The Winter Over

Thinking about sex always made her hungry and, after a quick check of her watch, she jumped off her lab stool. It wasn’t every day that she could still make regular lunch hours in the galley instead of begging for scraps across the counter in the odd hours after her experiments wrapped up. She made sure everything was powered down or in a holding pattern as needed, then strode out the door and down the hall to the galley.

Halfway down the corridor, she frowned and wrapped her arms around her body. Living and working at the South Pole, it’s cold seemed a perverse statement. But the main part of Shackleton station was normally kept at a steady seventy degrees year-round. It was a rare day that she felt a chill, and even then it was from wandering too close to one of the outer doors when someone was coming in from the outside.

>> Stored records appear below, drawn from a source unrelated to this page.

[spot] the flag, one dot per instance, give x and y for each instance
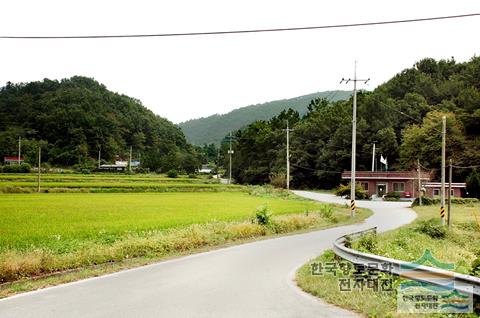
(383, 160)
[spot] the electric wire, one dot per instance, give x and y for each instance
(151, 35)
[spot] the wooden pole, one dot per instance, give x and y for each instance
(39, 167)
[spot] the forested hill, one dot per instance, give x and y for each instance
(212, 129)
(403, 116)
(74, 118)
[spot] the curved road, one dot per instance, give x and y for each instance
(249, 280)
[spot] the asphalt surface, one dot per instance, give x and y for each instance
(250, 280)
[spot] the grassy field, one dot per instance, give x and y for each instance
(44, 233)
(27, 183)
(459, 246)
(62, 221)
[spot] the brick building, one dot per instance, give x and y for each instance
(380, 183)
(403, 182)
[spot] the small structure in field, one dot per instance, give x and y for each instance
(434, 189)
(405, 183)
(13, 160)
(379, 183)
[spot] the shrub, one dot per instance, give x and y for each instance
(392, 196)
(348, 241)
(475, 267)
(278, 180)
(13, 168)
(262, 216)
(172, 173)
(432, 228)
(344, 191)
(473, 184)
(326, 211)
(368, 243)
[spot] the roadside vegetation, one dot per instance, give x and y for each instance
(75, 235)
(459, 246)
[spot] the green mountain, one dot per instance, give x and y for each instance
(213, 129)
(74, 118)
(403, 117)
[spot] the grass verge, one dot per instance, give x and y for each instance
(457, 245)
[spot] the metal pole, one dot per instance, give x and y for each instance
(288, 158)
(19, 148)
(39, 167)
(354, 142)
(373, 158)
(442, 208)
(230, 163)
(419, 183)
(130, 161)
(449, 193)
(354, 138)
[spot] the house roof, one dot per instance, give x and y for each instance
(386, 175)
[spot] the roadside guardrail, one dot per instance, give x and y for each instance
(463, 283)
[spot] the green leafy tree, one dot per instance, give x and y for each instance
(473, 184)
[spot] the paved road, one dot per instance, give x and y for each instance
(249, 280)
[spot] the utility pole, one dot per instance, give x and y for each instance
(230, 153)
(449, 193)
(130, 160)
(19, 148)
(373, 158)
(288, 130)
(39, 164)
(442, 208)
(99, 156)
(419, 172)
(354, 136)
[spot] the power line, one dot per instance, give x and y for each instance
(332, 26)
(311, 169)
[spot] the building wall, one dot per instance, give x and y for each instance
(408, 185)
(436, 191)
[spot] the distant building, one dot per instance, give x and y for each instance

She shrugged to herself. Sometimes she caught a chill when all of her attention was focused on something in the lab, so much so that she wondered if her body, trying to help, shunted all of the blood and energy to her brain when she was working on a particularly thorny problem. She just needed to grab a bite and move her sedentary scientist’s butt.

When she reached the galley, however, she was still cold. She waved to Anne, who was already sitting with Tim and Colin. Anne wore fleece that was zipped all the way, with the collar covering the lower half of her face. Tim was rubbing his hands together, while steam rose from Colin’s cup of coffee like it had just been poured from the pot. At other tables, crew were hunched or hugging themselves.

“What the hell is going on?” she asked by way of greeting as she sat down.

“What do you mean?” Anne’s voice was muffled. “It’s like this all the time.”

“Deb did a drive-by earlier,” Tim said. “She and Hanratty and Taylor are going around, trying to reassure people.”

“About what?”

“The heating system went down about an hour ago. Some kind of problem with the furnaces.” He delivered the news contritely, as if apologizing on the administration’s behalf.

“Is it the power plant? Are the fuel tanks okay?” Carla had only a rudimentary idea of how Shackleton was powered, but she did know that the base’s furnaces were electrical and therefore relied on the energy produced by the diesel generators in Shackleton’s power plant buried deep under the ice.

But the generators ran off just one source of energy: the jet fuel that had been convoyed to the base over the SPoT road or flown in on the Hercs. If there had been a simple mechanical failure in the generators, that was bad enough—heat and electricity would be compromised and, okay, that wasn’t good—but it had always haunted her that they were sitting on top of several ten-thousand-gallon tanks of highly combustible petroleum product. If the fuel tanks or lines had a problem, an explosion would have the potential kinetic energy of a bomb. She didn’t want to freeze to death, but neither did she want to get blown into the sky.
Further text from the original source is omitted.